Wednesday, 28 May 2008

Nigeria: Our Culture adopted for criminality

Our masquerades and culture

Those long varied conversations with Iya (my mother) the other day veered into the amusing, if not incredible but depicted the complete lawlessness that is eating into the fabric and peaceful co-existence of society in Nigeria.

We have always enjoyed the masquerades when we all come out to see the dances, the acrobatics, the drummers and sing the folk songs that make the Yoruba tribe the most given to festivities of every kind.

Our folklore or read superstitious inclinations, consider masquerades heavenly beings, to be respected and revered but they are never touched – their colourful garments sometimes identifying a clan of masquerade pedigree renowned for having powers that instil irrational fear in the onlookers.

[Reading some research material, the masquerades known as Egungun in Yoruba are considered people risen from the dead – bones (skeleton) made alive, hence the assumption they are heavenly beings – benign as people would want this to be, we do in ways worship our ancestors and give the dead a lot more reverence than the living in Yorubaland.]

The criminality of masquerades today

The masquerade festival usually lasts a week, however, it appears these heavenly beings have decided to take up abode on earth – I quipped to Iya – the masquerade has become a menacing chief of criminals that runs through the market grabbing condiments and ingredients that included two live goats - A recipe for masquerade stew?

His cohorts bear whips, harass people and demand under duress monetary gifts whilst creating traffic jams and rolling over bonnets of cars that people are so terrified of menace and aggression, they are completely pliant parting with “gifts” for idle men who can get away with it.

This enterprise has become so lucrative, the festival has been running for 3 months and there is no end in sight except when it rains – in which case the masquerade probably changes into waterproof garb to keep up the game.

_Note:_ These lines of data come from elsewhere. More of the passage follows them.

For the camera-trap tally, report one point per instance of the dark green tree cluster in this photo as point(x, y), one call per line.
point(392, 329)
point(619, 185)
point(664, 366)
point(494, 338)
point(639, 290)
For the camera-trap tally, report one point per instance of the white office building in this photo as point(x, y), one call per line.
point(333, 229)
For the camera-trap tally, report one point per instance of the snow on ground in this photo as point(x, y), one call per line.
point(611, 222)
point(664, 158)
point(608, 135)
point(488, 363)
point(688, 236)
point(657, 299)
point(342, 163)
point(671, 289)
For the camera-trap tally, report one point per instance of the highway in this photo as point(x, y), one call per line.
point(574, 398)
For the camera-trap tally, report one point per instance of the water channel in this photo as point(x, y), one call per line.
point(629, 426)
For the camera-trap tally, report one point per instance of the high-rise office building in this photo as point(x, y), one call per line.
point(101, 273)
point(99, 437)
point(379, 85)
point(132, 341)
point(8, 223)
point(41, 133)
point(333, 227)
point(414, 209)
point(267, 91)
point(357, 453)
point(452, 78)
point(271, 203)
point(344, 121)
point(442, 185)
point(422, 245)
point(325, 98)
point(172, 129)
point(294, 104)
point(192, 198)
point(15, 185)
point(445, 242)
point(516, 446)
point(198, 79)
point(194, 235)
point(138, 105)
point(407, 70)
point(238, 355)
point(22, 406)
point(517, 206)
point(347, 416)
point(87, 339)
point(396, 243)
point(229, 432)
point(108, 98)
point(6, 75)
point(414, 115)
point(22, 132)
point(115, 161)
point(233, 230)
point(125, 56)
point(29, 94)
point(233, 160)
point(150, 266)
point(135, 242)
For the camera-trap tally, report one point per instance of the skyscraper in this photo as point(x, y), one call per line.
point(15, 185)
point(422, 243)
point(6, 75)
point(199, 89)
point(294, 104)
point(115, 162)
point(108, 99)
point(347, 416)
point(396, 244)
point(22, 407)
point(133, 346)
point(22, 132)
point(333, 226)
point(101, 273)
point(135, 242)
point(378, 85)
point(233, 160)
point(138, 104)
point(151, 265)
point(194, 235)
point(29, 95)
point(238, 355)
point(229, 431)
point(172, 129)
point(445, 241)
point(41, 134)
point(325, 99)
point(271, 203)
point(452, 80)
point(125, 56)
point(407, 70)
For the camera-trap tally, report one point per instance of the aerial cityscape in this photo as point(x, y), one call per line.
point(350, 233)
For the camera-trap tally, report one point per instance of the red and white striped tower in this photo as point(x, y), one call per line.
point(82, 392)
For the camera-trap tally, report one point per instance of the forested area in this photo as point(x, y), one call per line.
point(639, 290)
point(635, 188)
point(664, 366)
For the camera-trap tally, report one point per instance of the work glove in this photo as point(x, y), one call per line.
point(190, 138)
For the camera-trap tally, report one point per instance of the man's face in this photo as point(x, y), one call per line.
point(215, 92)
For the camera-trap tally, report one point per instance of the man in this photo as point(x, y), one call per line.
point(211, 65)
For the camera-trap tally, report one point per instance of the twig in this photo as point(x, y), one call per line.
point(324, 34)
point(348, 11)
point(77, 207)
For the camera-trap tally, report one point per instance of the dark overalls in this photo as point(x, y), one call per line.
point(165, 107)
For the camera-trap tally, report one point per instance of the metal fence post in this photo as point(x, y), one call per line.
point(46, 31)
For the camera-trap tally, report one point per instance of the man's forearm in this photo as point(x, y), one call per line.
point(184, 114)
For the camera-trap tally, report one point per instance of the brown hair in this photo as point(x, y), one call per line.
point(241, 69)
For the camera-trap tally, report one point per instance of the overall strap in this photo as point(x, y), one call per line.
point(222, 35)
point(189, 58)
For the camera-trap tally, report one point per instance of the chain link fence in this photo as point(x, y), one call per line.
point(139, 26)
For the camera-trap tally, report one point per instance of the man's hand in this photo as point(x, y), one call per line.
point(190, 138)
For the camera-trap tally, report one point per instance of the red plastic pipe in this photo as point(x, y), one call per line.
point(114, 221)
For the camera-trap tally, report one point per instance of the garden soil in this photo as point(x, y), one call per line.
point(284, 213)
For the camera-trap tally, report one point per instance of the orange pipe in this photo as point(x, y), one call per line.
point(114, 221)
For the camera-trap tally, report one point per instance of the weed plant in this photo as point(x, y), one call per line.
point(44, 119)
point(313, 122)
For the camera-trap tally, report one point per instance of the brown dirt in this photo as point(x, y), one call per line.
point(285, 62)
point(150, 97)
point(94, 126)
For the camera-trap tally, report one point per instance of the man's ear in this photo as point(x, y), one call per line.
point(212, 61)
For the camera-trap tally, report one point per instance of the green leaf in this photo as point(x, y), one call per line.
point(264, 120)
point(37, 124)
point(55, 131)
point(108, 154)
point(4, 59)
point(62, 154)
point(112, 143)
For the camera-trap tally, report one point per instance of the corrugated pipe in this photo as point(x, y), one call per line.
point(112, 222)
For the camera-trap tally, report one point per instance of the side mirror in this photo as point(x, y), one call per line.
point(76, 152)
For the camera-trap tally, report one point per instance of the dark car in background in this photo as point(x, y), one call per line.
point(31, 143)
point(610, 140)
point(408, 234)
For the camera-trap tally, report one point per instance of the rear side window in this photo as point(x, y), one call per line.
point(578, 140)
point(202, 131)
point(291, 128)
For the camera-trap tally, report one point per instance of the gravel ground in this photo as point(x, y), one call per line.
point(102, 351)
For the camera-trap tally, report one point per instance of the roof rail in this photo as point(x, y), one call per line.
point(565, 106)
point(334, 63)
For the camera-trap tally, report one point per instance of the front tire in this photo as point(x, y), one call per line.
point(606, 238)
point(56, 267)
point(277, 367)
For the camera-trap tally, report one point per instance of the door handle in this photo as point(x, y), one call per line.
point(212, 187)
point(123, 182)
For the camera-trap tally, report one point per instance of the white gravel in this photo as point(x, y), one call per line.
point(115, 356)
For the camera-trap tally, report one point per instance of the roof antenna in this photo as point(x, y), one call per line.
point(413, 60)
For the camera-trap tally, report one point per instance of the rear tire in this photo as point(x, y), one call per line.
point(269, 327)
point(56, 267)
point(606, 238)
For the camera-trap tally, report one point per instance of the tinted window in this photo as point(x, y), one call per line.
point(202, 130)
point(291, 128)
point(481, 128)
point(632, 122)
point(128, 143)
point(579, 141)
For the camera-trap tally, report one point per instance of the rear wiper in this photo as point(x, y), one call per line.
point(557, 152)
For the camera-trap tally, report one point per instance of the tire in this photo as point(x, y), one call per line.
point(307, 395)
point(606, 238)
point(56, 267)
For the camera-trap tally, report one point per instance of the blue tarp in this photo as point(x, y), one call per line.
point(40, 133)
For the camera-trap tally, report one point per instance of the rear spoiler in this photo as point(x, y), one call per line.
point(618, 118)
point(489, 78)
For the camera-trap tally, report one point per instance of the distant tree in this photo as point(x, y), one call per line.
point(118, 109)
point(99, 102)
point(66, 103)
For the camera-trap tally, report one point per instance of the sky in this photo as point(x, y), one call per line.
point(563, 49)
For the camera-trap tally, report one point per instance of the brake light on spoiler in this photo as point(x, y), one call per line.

It would appear masquerades are no more the harmless entertainment with some underlying traditional rituals and a public cultural spectacle; they have been co-opted into criminal enterprise and have become a lawless and menacing clique in the pay of powerful and shady masters.

Oro in daylight

This whole matter was escalated to a more terrifying spectacle when in the middle of the afternoon, the chiefs who at one time were respectable elders of the community but now have their noses in the trough of relieving people of their effects through menace, gathered in the centre and allowed Oro to come out to play.

According to the earlier research material - The word Oro means fierceness, tempest, or provocation, and Oro himself appears to be personified executive power, Oro is supposed to haunt the forest in the neighbourhood of towns, and he makes his approach known by a strange, whirring, roaring noise. As soon as this is heard, all women must shut themselves up in their houses, and refrain from looking out on pain of death.

One would ask, what is the haunt of the forest doing in the middle of town, in the bright light of day - The Oro only visits the town centre at night when surely all women would be in their homes and completely out of harms way.

Menacing the women

Iya in her car, returning from church, resolved that any Oro that comes out in the daytime wants to be seen of women and should not by any right menace women when it has violated its nocturnal cover.

How I wish other women were able to stand their ground on this matter but she talked of women abandoning their vehicles in the middle of the road and running off to seeking cover in what definitely was a completely illegal and lawless activity.

Iya safely manoeuvred through the melee but it was not a sight for the faint-hearted, it took the governor to call these criminals masquerading as custodians of our traditions to order.

Apparently, as the governor would have learnt, it is one thing to enact a law banning street parties but if it is not policed and the law upheld by law enforcement measures; it would be flouted by all those who think they can do things with impunity.

But Oro in the centre of town at 14:00 hours just really takes the biscuit, big time.